Dear Statalist,

I am investigating the impact of a binary endogenous variable 'W(house own(own=1,rent=0))' on a binary outcome variable 'B(female birth(birth=1,birth=0))'.
To conduct my analysis i used a Recursive Bivariate Probit model(RBP) using the stata command 'biprobit'

B = X1 + X2 + W (birth equation)
W = X1 + X3 (house own equation)

When I run the biprobit, I get an insignificant rho, which seemingly indicates little to no correlation between unobserved factors affecting decision B and decision W.
In other words, this would tell me that I need not correct for sample selection, and that the bivariate probits are independent and can be estimated separately(see Greene 2003, p712).

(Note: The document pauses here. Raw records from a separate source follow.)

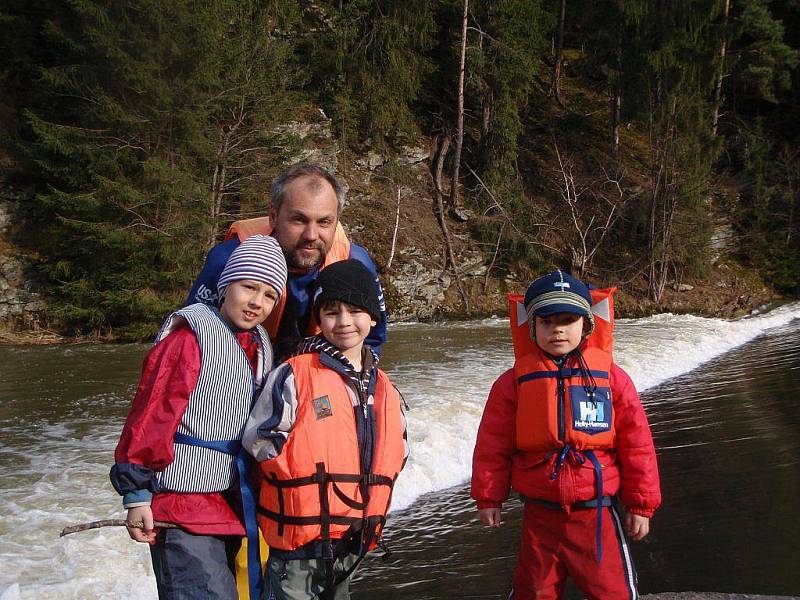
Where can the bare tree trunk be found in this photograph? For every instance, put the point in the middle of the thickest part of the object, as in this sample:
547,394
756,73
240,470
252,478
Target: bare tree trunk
616,106
396,227
450,261
494,257
454,200
721,74
554,86
664,203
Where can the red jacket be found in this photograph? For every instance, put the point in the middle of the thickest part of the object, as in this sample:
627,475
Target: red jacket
629,469
169,376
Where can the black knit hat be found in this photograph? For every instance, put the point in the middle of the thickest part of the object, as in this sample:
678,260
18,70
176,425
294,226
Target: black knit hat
348,281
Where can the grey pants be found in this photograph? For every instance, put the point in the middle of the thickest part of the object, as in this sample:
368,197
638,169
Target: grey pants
303,579
194,567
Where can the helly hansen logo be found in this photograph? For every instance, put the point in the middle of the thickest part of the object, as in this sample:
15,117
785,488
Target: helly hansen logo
322,407
592,412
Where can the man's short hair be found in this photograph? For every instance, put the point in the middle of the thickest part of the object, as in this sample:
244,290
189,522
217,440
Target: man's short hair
282,181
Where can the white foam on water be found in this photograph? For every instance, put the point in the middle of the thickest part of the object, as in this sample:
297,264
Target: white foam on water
53,475
450,399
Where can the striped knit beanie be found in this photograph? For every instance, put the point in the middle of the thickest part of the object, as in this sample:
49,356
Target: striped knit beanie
259,258
558,292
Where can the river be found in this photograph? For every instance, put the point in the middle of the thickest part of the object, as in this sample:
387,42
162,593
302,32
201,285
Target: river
720,396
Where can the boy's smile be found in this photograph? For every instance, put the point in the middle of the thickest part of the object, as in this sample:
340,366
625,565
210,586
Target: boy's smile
247,303
560,333
346,327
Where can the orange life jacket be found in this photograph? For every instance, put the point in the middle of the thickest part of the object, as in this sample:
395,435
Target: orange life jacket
314,489
339,250
564,406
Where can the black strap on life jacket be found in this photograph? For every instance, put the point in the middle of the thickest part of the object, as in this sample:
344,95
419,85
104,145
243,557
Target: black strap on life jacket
362,531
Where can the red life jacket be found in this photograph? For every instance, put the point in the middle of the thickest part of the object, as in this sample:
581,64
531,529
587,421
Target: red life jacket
339,250
314,489
564,406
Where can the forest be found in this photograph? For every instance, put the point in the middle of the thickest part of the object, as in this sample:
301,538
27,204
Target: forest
610,138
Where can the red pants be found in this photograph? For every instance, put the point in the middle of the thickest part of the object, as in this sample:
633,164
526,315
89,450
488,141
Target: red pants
556,545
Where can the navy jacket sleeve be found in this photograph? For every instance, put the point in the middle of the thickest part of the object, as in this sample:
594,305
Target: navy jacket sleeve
377,335
205,288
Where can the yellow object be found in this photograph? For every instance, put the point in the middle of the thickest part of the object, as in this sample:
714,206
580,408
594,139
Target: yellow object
242,583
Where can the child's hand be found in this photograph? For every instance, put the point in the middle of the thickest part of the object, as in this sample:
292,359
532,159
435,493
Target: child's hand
490,516
636,526
144,515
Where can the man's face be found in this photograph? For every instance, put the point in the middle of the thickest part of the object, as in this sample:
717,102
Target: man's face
306,222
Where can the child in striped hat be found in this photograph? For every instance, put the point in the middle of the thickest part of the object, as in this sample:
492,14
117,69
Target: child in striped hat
179,458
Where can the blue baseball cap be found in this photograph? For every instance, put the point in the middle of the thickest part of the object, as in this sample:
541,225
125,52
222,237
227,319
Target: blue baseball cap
558,292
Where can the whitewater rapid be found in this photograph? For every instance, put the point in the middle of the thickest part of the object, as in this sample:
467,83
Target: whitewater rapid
55,470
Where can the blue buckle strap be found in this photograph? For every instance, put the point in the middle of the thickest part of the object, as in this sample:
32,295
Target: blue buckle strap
599,478
599,501
565,451
234,448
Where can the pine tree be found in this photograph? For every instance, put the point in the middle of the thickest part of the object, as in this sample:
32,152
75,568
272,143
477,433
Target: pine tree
148,120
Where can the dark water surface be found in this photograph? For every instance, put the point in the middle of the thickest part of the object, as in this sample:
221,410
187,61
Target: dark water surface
728,440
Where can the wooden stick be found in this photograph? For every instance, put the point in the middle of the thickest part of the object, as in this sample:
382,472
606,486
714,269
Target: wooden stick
110,523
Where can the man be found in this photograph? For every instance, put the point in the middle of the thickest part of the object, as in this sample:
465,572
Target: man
304,219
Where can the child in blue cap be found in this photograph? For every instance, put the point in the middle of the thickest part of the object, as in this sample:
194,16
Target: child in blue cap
566,430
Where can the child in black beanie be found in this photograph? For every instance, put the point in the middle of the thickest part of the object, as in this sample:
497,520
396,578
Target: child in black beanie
330,438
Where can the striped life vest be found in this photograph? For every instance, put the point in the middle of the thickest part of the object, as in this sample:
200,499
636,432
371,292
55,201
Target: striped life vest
314,489
218,407
339,250
564,406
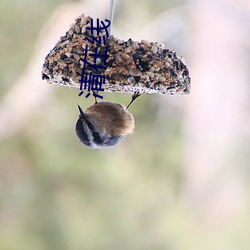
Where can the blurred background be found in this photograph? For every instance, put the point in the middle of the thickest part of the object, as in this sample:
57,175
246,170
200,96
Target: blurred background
180,182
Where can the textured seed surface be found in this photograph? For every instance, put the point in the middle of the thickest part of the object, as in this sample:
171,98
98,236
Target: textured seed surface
146,67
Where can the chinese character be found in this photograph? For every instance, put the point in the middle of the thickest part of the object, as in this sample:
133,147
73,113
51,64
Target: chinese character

But on the attached file1(Filippini et al.,2018)
i) a zero correlation parameter in a Bivariate Probit model(BP), usually interpreted as evidence of independence between the binary variables under study, may actually mask the presence of a RBP process
ii) the interpretation of the correlation parameter in the RBP is not the same as in the BP —i.e. the RBP correlation parameter does not necessarily reflect the correlation between the binary variables
So, I want to ask two questions

Q1: In Recusive Bivariate Probit result, In case W(house own)'s coefficient is significant even if rho is insignificant, Will model results be effective?

Q2: How can measure the Margianal Effects?
(To control endogeniety of W, can I use 'margins, dydx(*) predict(fix(W))' (see stata manual ERM 42p) Is it right?
And Is there any method thatmeasure Direct effect(X1,X2=>B, X1,X3=>W) and Indirect effect(X1,X3=>W=>B) separately?)

I appreciate all answers in advance!!